Ars Technica: Whoops! Researchers have discovered a way to learn what most chatbots (with the notable exception of Google’s Gemini) are saying to their users via a side channel that can be abused via adversary-in-the-middle attacks. That means the encryption used to secure those responses can be undermined, though I doubt many chatbot users will be targeted in such attacks.
Google: Google announced on March 12 that it had “awarded $10 million to our 600+ researchers based in 68 countries” via its bug bounty program in 2023. Some $3.4 million of that went to Android and Google device hackers, with another $2.1 million going to researchers who discovered vulnerabilities in the Chrome browser and $87,000 reaching those who found security issues in its generative AI offerings.
A message from Synack
Pentesting on a FedRAMP Moderate Authorized Platform. Synack has achieved the Moderate "Authorized" designation from the U.S. Federal Risk and Authorization Management Program (FedRAMP), demonstrating that Synack's premier security testing platform meets the cloud compliance framework's rigorous requirements at the Moderate level. The milestone approval means government agencies can deploy Synack's best-in-class penetration testing and vulnerability management solutions – even for internal data, and in systems that process Controlled Unclassified Information. To learn more about the news and your security testing options, head over to https://hubs.ly/Q02jpBQ30.
Local files
BleepingComputer: Nissan didn’t exactly race to disclose a ransomware attack on Nissan Oceania. BleepingComputer reported that the company acknowledged an incident affecting some 100,000 people in Australia and New Zealand on March 13. Akira took responsibility for the attack in December 2023, though, and it’s not clear why it took Nissan Oceania so long to confirm that it was breached.

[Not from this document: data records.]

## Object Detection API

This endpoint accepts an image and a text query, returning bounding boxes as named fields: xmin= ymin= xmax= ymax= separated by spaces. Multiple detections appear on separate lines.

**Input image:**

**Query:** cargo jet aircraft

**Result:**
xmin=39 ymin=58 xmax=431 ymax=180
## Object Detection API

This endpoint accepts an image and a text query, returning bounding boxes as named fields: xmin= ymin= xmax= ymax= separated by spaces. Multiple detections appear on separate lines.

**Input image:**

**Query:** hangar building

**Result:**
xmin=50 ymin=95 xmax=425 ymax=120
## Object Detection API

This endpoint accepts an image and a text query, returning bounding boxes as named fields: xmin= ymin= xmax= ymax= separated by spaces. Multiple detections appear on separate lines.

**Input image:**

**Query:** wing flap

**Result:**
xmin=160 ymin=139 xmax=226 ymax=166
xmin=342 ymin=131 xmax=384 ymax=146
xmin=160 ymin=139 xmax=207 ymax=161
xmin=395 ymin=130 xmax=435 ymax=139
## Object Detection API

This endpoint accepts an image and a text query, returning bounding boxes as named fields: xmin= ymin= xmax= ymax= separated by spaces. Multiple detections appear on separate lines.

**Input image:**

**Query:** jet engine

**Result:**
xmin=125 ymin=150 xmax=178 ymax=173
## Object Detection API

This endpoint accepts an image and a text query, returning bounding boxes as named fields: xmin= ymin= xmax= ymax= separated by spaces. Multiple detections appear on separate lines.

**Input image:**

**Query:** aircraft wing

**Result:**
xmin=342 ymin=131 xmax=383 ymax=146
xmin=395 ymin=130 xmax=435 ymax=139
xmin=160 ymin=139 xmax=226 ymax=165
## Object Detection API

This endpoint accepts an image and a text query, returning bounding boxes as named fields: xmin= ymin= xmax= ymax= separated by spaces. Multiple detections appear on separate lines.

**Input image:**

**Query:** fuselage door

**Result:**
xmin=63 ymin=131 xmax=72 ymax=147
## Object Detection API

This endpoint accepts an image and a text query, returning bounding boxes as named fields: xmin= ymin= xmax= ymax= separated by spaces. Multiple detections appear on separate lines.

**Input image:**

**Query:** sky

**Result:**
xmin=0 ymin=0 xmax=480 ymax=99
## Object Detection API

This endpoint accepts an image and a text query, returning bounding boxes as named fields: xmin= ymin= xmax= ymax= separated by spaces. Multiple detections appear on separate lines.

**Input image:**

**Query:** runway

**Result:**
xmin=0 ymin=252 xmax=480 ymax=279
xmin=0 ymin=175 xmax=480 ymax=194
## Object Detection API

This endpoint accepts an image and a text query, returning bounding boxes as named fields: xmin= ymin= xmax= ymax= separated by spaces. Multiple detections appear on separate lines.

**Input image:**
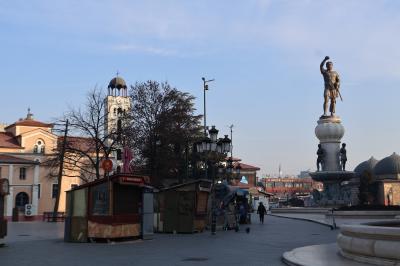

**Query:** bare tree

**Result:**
xmin=46 ymin=88 xmax=129 ymax=212
xmin=130 ymin=81 xmax=203 ymax=185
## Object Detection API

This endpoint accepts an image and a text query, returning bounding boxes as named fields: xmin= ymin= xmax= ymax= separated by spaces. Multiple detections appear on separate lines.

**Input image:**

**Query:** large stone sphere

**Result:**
xmin=315 ymin=119 xmax=344 ymax=143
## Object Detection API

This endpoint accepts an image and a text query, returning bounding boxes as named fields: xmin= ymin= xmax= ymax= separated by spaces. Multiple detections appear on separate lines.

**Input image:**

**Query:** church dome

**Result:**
xmin=374 ymin=152 xmax=400 ymax=178
xmin=108 ymin=76 xmax=127 ymax=89
xmin=354 ymin=157 xmax=378 ymax=176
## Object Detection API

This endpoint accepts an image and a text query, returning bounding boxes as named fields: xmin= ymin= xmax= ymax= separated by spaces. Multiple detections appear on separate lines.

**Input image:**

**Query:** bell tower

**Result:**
xmin=104 ymin=72 xmax=131 ymax=166
xmin=105 ymin=73 xmax=131 ymax=135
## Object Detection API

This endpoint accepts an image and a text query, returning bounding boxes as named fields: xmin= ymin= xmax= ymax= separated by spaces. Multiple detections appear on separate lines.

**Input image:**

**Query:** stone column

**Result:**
xmin=315 ymin=117 xmax=344 ymax=171
xmin=32 ymin=164 xmax=40 ymax=215
xmin=6 ymin=164 xmax=14 ymax=217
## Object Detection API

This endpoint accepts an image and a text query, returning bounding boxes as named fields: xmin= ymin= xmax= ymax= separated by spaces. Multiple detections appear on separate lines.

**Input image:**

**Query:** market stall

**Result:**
xmin=64 ymin=174 xmax=154 ymax=242
xmin=155 ymin=180 xmax=211 ymax=233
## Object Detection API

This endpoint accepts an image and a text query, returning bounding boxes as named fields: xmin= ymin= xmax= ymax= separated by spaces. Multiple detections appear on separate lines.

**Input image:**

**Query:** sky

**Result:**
xmin=0 ymin=0 xmax=400 ymax=175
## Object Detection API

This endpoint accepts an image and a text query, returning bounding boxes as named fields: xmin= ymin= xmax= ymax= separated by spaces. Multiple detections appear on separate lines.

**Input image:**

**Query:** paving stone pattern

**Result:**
xmin=0 ymin=216 xmax=338 ymax=266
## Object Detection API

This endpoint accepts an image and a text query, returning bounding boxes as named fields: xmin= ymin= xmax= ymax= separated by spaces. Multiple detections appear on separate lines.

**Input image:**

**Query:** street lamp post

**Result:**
xmin=196 ymin=126 xmax=231 ymax=235
xmin=201 ymin=77 xmax=215 ymax=136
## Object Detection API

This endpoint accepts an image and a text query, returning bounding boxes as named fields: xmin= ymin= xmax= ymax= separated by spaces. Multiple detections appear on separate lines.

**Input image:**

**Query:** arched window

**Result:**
xmin=15 ymin=192 xmax=29 ymax=210
xmin=33 ymin=139 xmax=45 ymax=153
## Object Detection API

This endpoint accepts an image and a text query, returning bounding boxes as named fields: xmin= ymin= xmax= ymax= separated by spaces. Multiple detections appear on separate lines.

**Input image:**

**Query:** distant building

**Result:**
xmin=0 ymin=74 xmax=131 ymax=221
xmin=0 ymin=110 xmax=80 ymax=220
xmin=297 ymin=169 xmax=311 ymax=178
xmin=260 ymin=177 xmax=322 ymax=198
xmin=350 ymin=153 xmax=400 ymax=206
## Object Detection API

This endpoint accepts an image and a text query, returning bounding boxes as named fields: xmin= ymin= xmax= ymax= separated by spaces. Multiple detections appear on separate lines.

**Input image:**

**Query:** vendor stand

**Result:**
xmin=155 ymin=180 xmax=211 ymax=233
xmin=64 ymin=174 xmax=154 ymax=242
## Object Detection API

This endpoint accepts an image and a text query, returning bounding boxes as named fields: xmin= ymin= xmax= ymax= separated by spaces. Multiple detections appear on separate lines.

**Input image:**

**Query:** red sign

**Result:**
xmin=120 ymin=176 xmax=144 ymax=184
xmin=101 ymin=159 xmax=112 ymax=172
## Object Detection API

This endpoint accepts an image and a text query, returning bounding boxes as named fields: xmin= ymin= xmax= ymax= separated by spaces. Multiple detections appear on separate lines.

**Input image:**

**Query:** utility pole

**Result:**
xmin=228 ymin=124 xmax=233 ymax=159
xmin=53 ymin=119 xmax=68 ymax=222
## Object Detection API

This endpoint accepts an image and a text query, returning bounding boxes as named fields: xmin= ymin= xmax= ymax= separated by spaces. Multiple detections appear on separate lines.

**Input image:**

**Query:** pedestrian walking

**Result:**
xmin=257 ymin=202 xmax=267 ymax=224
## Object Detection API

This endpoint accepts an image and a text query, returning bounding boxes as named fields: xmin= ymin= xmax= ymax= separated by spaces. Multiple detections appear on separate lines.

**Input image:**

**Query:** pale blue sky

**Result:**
xmin=0 ymin=0 xmax=400 ymax=174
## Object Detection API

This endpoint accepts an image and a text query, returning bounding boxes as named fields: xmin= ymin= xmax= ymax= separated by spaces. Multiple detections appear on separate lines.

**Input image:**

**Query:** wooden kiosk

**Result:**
xmin=155 ymin=180 xmax=211 ymax=233
xmin=64 ymin=174 xmax=154 ymax=242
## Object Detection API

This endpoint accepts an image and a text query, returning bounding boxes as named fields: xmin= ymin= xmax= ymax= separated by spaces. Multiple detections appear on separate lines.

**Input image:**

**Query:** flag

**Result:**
xmin=122 ymin=147 xmax=133 ymax=173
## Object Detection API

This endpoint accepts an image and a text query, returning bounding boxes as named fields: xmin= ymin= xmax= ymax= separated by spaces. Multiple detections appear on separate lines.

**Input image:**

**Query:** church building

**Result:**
xmin=0 ymin=76 xmax=131 ymax=221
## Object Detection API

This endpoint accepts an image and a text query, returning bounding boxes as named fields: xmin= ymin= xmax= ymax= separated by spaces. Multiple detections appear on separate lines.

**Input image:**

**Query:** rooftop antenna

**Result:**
xmin=228 ymin=124 xmax=233 ymax=158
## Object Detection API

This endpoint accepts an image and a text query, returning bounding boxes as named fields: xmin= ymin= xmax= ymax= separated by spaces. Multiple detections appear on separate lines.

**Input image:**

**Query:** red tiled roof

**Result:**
xmin=58 ymin=136 xmax=95 ymax=152
xmin=5 ymin=119 xmax=53 ymax=129
xmin=0 ymin=132 xmax=22 ymax=149
xmin=233 ymin=163 xmax=260 ymax=171
xmin=0 ymin=154 xmax=38 ymax=164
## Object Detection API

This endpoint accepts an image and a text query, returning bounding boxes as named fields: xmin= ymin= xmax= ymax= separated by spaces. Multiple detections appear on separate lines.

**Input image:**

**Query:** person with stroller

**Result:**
xmin=257 ymin=202 xmax=267 ymax=224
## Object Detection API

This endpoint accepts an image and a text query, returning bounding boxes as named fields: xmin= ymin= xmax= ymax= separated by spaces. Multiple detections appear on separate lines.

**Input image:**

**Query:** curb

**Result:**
xmin=267 ymin=214 xmax=340 ymax=230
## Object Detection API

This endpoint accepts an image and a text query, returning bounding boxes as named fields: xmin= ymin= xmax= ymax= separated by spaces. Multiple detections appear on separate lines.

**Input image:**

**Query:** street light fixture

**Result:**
xmin=196 ymin=126 xmax=231 ymax=235
xmin=201 ymin=77 xmax=215 ymax=136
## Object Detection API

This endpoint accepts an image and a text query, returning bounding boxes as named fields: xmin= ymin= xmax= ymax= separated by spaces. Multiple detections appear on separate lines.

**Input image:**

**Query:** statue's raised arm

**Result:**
xmin=319 ymin=56 xmax=329 ymax=73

CyberScoop: A budget proposal from the Biden administration would see an additional $13 billion “in cybersecurity funding for civilian agencies, including additional investments to the Departments of Justice, Homeland Security and Health and Human Services to bolster digital defenses.” CyberScoop has a breakdown of where that additional funding would go and for what purpose.
The Record: LockBit administrator Mikhail Vasiliev was sentenced to four years in prison and “ordered to pay $860,000 in restitution to his victims” this week. The Record said Vasiliev was arrested in October 2022 and pleaded guilty “to eight charges involving cyber extortion, weapons possession and more” in February. But his legal troubles won’t stop here; Vasiliev is set to be extradited to the U.S.
Off-script
It’s never a good sign when publications collaborate on an investigation. (You don’t usually see The New York Times and The Wall Street Journal team up to cover how awesome everything is.) Reports this week from The Washington Post, Wired, Recorder and Der Spiegel on a group called 764 were no exception.

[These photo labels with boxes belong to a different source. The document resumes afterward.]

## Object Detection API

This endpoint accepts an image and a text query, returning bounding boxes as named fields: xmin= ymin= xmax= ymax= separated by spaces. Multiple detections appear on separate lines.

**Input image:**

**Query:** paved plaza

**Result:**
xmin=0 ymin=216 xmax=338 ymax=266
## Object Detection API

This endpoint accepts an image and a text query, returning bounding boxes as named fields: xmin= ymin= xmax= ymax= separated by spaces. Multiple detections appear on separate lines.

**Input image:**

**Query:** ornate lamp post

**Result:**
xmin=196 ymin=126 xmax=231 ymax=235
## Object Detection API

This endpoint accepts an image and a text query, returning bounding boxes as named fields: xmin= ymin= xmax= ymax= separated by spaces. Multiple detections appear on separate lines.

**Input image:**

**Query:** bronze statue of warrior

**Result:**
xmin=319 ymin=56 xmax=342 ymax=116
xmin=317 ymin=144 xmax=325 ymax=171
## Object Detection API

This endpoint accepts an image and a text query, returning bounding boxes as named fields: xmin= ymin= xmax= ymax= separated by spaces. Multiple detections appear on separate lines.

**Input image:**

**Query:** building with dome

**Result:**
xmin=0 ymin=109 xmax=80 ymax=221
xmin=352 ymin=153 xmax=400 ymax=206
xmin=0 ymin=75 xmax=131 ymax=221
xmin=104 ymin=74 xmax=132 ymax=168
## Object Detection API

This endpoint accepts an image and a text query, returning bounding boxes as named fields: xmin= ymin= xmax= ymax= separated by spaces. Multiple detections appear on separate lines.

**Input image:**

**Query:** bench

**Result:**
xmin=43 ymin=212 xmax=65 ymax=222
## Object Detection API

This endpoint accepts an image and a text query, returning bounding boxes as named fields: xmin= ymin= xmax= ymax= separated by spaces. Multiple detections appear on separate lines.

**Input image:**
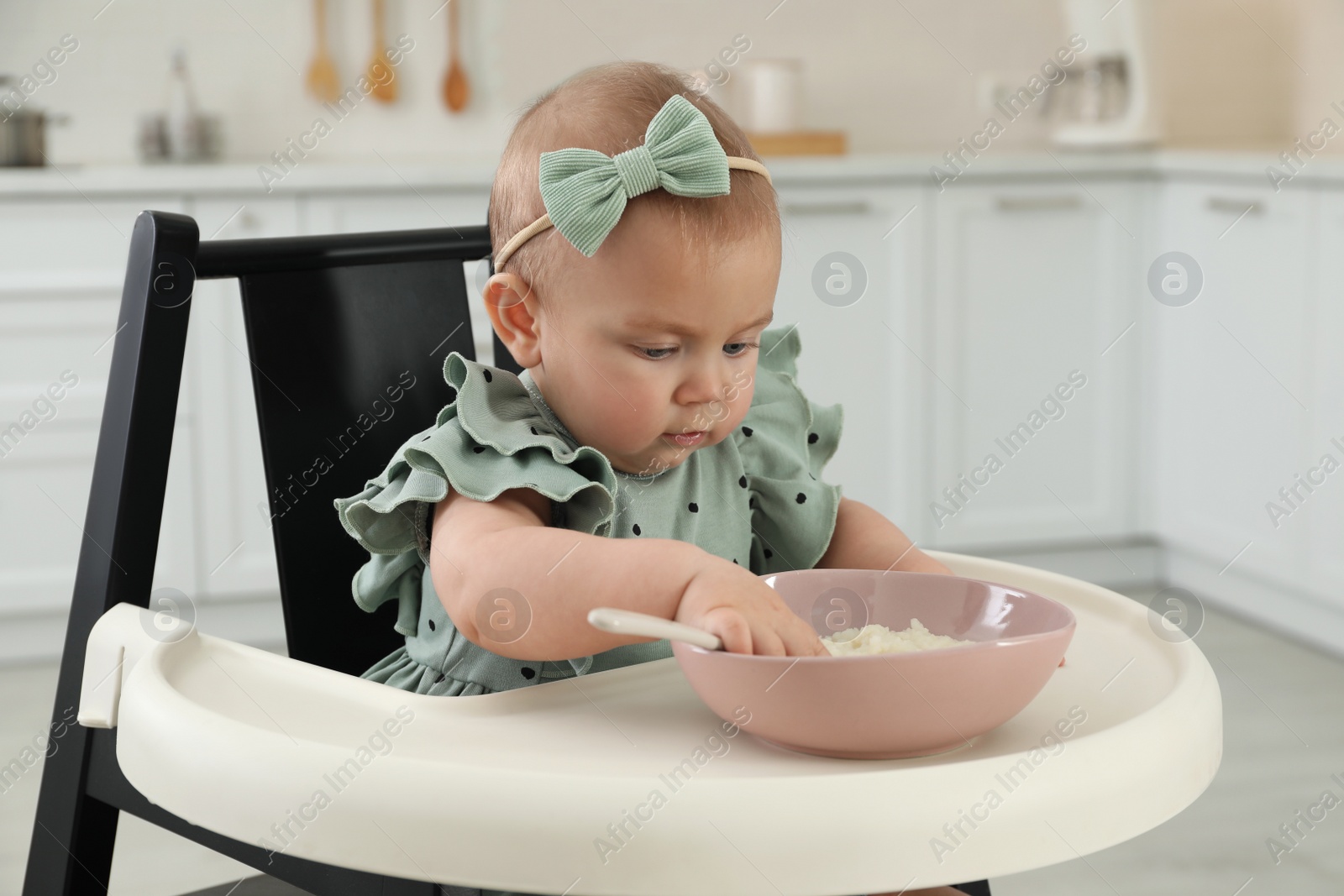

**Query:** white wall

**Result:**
xmin=0 ymin=0 xmax=1322 ymax=165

Alexander Shatov / Unsplash
Each of those reports features some kind of warning to readers about the depiction of what The Post described as “extremely disturbing events that may be upsetting for some people.” Wired was more explicit, saying its report “contains descriptions of abuse, self-harm, murder, and suicide.” Now that you’ve been warned, here are links to each report: The Washington Post, Wired, Recorder, Der Spiegel.

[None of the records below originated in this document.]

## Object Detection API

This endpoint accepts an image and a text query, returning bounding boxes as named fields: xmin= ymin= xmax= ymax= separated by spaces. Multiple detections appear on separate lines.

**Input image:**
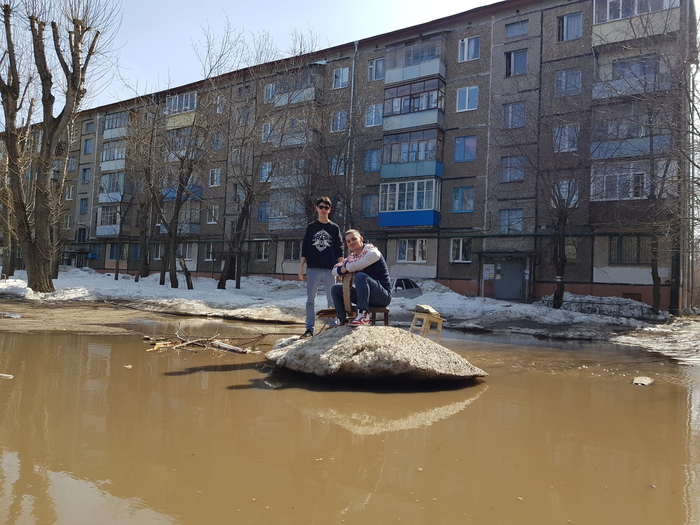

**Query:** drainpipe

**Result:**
xmin=344 ymin=40 xmax=360 ymax=229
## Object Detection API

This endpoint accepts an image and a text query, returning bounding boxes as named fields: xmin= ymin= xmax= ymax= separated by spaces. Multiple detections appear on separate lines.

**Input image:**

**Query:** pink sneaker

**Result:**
xmin=348 ymin=311 xmax=372 ymax=326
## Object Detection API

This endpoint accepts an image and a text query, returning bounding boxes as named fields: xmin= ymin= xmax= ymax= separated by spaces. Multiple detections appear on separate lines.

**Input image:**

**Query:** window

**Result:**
xmin=177 ymin=242 xmax=194 ymax=261
xmin=105 ymin=111 xmax=129 ymax=131
xmin=100 ymin=141 xmax=126 ymax=162
xmin=165 ymin=91 xmax=197 ymax=115
xmin=503 ymin=102 xmax=525 ymax=129
xmin=552 ymin=179 xmax=578 ymax=210
xmin=610 ymin=235 xmax=652 ymax=266
xmin=331 ymin=110 xmax=348 ymax=131
xmin=396 ymin=239 xmax=428 ymax=262
xmin=450 ymin=239 xmax=472 ymax=262
xmin=498 ymin=209 xmax=523 ymax=233
xmin=151 ymin=242 xmax=165 ymax=261
xmin=557 ymin=12 xmax=583 ymax=42
xmin=506 ymin=49 xmax=527 ymax=77
xmin=367 ymin=58 xmax=384 ymax=82
xmin=379 ymin=180 xmax=440 ymax=212
xmin=209 ymin=168 xmax=221 ymax=188
xmin=361 ymin=193 xmax=379 ymax=217
xmin=258 ymin=201 xmax=270 ymax=222
xmin=255 ymin=241 xmax=270 ymax=261
xmin=207 ymin=204 xmax=219 ymax=224
xmin=99 ymin=206 xmax=119 ymax=226
xmin=452 ymin=186 xmax=474 ymax=213
xmin=204 ymin=242 xmax=216 ymax=261
xmin=506 ymin=20 xmax=527 ymax=38
xmin=454 ymin=135 xmax=476 ymax=162
xmin=501 ymin=155 xmax=525 ymax=182
xmin=209 ymin=131 xmax=224 ymax=151
xmin=382 ymin=129 xmax=442 ymax=164
xmin=457 ymin=86 xmax=479 ymax=111
xmin=554 ymin=67 xmax=581 ymax=97
xmin=365 ymin=104 xmax=382 ymax=128
xmin=333 ymin=67 xmax=350 ymax=89
xmin=262 ymin=123 xmax=272 ymax=142
xmin=260 ymin=162 xmax=272 ymax=182
xmin=284 ymin=241 xmax=301 ymax=261
xmin=99 ymin=171 xmax=124 ymax=193
xmin=237 ymin=108 xmax=250 ymax=126
xmin=554 ymin=124 xmax=578 ymax=153
xmin=363 ymin=148 xmax=382 ymax=173
xmin=328 ymin=155 xmax=345 ymax=175
xmin=591 ymin=168 xmax=649 ymax=201
xmin=384 ymin=78 xmax=445 ymax=117
xmin=458 ymin=36 xmax=481 ymax=62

They’re hard reports to read—especially since I know my kids will eventually want to play games like Minecraft and Roblox or participate on platforms like Discord and Telegram, all of which are being used by groups like 764 to groom, harass and traumatize children around the world. I think I have a relatively good understanding of how to help them use the internet securely, but how do I help them do it safely, too?